Feitosa indicou que um desfecho ainda neste semestre é possível, apesar da complexidade do ano eleitoral. Ele afirmou que trabalhará para que isso ocorra e que não há concordância com qualquer postergação do assunto pelo governo, pois impacta diretamente o consumidor e a institucionalidade da Aneel.
Na última terça-feira, a diretoria da Aneel decidiu por unanimidade instaurar um procedimento sobre a caducidade do contrato da Enel São Paulo. A concessionária terá 30 dias para apresentar sua manifestação contra a pena de extinção do contrato após a notificação.
A diretora Agnes da Costa é a relatora do caso e receberá os argumentos. Após avaliação, o caso será submetido à votação da diretoria colegiada. Agnes poderá solicitar diligências adicionais antes de apresentar seu voto. O diretor-geral ressaltou que não há prazo definido para a deliberação final.
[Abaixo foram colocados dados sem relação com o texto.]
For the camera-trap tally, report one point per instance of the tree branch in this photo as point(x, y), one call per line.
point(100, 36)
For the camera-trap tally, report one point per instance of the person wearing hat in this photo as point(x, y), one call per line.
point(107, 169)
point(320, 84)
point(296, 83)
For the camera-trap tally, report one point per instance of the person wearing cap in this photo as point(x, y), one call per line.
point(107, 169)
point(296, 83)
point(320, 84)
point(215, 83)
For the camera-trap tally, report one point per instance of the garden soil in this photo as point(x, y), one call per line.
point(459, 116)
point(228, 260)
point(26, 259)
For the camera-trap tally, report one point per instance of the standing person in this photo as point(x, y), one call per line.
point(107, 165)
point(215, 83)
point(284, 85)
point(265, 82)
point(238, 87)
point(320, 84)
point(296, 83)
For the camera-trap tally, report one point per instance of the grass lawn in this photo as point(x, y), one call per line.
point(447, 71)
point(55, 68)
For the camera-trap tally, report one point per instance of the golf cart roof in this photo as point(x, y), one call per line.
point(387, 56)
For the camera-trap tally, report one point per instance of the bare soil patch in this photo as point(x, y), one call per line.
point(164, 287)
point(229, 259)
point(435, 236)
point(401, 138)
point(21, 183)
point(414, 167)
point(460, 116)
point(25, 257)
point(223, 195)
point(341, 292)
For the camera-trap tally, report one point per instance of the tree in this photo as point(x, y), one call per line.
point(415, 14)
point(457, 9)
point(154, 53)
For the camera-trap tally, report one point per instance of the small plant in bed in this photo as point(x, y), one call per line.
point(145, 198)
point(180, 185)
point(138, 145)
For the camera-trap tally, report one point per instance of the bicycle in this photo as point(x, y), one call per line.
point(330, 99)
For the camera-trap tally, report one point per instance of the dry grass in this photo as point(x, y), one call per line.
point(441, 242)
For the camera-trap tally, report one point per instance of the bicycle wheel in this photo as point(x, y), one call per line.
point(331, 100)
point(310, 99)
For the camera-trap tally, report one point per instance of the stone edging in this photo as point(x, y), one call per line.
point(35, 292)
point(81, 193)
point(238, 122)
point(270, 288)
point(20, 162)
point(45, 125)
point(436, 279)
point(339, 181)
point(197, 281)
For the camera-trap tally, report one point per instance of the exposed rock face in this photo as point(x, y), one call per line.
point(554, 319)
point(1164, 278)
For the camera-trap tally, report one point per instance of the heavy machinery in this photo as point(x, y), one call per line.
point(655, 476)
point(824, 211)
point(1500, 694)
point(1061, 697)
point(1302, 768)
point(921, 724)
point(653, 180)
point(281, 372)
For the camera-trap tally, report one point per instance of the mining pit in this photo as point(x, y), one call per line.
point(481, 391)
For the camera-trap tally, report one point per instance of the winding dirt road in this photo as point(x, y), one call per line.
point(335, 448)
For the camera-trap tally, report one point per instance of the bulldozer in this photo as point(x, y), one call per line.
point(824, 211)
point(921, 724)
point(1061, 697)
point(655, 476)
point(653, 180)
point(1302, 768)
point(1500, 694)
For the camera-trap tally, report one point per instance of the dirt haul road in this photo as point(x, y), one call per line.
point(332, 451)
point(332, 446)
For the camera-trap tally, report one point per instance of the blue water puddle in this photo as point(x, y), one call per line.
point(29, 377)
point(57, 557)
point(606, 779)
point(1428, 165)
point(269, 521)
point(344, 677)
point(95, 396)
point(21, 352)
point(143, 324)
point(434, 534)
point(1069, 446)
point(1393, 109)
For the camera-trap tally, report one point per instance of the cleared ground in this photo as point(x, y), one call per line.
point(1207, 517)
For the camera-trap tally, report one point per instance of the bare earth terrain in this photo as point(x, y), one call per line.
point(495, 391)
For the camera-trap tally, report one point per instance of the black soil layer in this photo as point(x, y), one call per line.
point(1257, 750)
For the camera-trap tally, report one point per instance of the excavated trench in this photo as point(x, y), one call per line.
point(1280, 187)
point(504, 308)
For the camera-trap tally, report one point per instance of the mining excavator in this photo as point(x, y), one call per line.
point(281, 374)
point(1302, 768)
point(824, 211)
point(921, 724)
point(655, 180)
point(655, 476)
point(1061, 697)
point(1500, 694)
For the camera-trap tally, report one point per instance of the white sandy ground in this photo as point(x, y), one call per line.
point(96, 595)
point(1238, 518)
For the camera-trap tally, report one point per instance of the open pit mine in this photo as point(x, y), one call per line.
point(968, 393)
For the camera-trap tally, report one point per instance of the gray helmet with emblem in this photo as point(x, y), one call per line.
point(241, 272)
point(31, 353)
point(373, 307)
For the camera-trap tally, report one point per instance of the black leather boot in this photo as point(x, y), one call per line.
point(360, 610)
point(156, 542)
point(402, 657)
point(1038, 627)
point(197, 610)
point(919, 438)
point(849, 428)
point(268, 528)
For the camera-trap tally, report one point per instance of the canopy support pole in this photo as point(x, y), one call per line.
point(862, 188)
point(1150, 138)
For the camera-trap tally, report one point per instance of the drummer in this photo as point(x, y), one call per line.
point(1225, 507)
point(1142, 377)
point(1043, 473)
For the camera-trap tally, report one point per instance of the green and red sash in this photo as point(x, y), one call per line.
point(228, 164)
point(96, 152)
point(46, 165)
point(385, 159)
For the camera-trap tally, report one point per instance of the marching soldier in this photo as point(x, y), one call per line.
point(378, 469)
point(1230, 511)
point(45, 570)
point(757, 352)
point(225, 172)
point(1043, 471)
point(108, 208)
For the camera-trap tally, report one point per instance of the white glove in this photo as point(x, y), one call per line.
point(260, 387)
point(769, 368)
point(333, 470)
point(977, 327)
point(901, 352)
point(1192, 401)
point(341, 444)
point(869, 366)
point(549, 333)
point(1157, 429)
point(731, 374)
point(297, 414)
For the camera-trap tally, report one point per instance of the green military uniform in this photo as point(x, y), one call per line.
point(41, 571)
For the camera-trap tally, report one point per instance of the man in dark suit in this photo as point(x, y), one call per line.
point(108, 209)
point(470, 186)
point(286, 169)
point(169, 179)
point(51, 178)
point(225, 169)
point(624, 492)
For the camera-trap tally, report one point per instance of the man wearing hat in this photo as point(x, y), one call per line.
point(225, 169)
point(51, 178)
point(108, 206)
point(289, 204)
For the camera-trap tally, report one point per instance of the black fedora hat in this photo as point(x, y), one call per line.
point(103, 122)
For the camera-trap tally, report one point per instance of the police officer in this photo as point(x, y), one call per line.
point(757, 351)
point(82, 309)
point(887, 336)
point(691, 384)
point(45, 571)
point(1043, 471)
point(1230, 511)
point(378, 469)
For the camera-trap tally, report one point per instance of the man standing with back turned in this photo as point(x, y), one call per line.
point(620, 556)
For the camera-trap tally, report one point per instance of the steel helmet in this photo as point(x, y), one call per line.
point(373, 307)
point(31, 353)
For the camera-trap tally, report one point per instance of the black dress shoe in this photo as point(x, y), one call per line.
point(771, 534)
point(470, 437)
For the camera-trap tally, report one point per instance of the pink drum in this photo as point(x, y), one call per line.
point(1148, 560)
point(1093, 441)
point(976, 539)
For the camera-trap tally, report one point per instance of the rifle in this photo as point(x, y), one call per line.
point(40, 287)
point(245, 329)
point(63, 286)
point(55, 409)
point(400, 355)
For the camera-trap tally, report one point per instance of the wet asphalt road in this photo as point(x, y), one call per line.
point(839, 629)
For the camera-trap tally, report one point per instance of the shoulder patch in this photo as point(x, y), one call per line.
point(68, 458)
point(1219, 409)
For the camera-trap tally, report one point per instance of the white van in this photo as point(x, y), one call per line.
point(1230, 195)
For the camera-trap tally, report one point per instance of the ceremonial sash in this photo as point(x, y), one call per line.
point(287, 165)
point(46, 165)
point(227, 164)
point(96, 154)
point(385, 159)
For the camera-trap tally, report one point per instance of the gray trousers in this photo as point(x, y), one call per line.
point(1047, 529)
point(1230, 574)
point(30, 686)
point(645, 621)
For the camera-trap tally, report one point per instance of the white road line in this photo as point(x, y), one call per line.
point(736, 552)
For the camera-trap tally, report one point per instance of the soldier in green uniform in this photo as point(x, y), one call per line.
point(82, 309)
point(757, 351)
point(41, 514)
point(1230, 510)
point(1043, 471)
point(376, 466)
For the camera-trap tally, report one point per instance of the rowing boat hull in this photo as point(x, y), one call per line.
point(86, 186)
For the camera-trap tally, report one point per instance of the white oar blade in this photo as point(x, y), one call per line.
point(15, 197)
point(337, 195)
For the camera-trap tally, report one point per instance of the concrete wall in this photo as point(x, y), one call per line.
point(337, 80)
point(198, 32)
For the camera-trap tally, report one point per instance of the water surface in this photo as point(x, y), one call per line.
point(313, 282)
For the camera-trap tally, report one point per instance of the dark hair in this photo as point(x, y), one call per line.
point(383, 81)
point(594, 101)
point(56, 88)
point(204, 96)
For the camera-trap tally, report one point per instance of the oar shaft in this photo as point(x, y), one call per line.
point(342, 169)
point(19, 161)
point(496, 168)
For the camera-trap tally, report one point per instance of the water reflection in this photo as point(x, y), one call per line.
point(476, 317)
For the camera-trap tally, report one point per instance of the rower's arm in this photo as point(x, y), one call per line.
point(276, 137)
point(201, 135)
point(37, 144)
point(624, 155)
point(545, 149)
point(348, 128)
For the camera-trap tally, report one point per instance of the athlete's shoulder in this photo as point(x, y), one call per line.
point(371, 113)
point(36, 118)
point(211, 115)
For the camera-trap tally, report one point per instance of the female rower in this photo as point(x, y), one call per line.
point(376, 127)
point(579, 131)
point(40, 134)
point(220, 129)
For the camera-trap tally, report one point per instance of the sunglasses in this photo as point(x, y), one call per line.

Sandoval Feitosa também comentou sobre a decisão judicial que negou o pedido da Enel para suspender o processo na Aneel. Ele enfatizou que a distribuidora deve permitir que a agência trabalhe em sua etapa técnica, que precede um julgamento político pelas autoridades competentes.
Solução negociada pode envolver troca de controle
O diretor-geral da Aneel abordou a possibilidade de uma “solução negociada”, mencionada pelo ministro de Minas e Energia, Alexandre Silveira. Feitosa citou uma lei que permite a troca de controle da empresa até a declaração formal de caducidade.
Ele explicou que essa solução negociada precisa ser estruturada e aprovada pela Aneel, passando por uma análise política, mas com a decisão final cabendo à agência, responsável pela aprovação da transferência de controle. Feitosa mencionou casos anteriores de sucesso com essa abordagem, como a transferência da Enel Goiás para o Grupo Equatorial em 2022 e a Amazonas Energia para o Grupo Âmbar.
Feitosa rechaçou outros tipos de acordo, a menos que um novo marco legal seja criado especificamente para o caso da Enel São Paulo. Ele reiterou que, dentro do quadro legal atual, a decisão final depende da Aneel.